O senador Alvaro Dias confirmou ontem à Folha que utilizou um avião da empresa San Marino, de Alberto Youssef, na campanha de 98. Ele destacou, no entanto, que a doação consta da declaração de gastos apresentada à Justiça Eleitoral naquele ano. ‘‘A San Marino é, ou era, uma empresa de táxi aéreo legalmente constituída e nós não tínhamos nenhum indício de suspeita quando houve a doação’’, disse o senador. ‘‘Tanto que essa mesma empresa prestou serviços ao Banco do Brasil, transportando malotes para o banco.’’
Alvaro destacou que, como candidato, não contratava ou tratava das doações da campanha. ‘‘Isso era com a coordenação.’’ Disse ainda que, na época, não sabia que a San Marino era de Youssef; menos ainda que o empresário seria investigado por lavagem. ‘‘Eu só via o piloto. Não podia ficar cuidando de fretamento ou empréstimo’’, completou o senador. ‘‘O avião foi colocado à disposição da campanha, para algumas viagens, e isso está declarado. Mas a gente não sabia nem quem era o proprietário’’, reforçou o senador Osmar Dias (PSDB), irmão de Alvaro e coordenador da campanha de 98.

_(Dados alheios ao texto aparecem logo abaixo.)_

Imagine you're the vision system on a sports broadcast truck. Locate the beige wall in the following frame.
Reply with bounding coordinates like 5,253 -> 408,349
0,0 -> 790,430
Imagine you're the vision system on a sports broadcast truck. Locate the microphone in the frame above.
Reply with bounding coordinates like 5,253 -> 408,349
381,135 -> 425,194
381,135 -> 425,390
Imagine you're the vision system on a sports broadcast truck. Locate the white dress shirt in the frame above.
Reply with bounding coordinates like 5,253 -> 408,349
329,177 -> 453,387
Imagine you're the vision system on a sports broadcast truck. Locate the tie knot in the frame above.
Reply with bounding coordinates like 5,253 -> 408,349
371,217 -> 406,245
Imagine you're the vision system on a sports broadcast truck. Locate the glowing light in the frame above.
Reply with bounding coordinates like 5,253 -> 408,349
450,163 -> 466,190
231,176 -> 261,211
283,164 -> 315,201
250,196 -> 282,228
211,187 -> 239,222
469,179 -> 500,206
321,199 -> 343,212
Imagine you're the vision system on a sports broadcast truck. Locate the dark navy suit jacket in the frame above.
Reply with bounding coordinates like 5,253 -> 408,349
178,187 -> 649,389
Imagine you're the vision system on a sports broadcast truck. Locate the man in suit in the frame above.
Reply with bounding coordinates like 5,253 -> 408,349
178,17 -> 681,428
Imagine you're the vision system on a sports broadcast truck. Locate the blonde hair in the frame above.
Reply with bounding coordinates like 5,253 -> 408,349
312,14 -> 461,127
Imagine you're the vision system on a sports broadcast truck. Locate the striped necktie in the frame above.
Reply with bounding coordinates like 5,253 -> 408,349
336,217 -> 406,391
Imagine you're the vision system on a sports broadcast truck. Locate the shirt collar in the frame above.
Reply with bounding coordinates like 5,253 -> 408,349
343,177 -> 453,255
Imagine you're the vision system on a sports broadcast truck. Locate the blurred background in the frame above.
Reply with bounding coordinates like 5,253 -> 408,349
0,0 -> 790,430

O deputado federal Alex Canziani também assegurou que, pessoalmente, não recebeu nenhuma doação de Youssef – ao contrário do que sugere o depoimento. Ele acrescentou que iria contatar o irmão, Ivan Canziani, que foi coordenador de campanha, para questionar sobre uma eventual doação. Ontem, o irmão estava viajando. ‘‘Esse valor para mim ele não deu. Pode ser que tenha dado para a campanha’’, destacou. Alex acrescentou que conhece Youssef mas nunca fez qualquer negócio com o doleiro.(L.H.)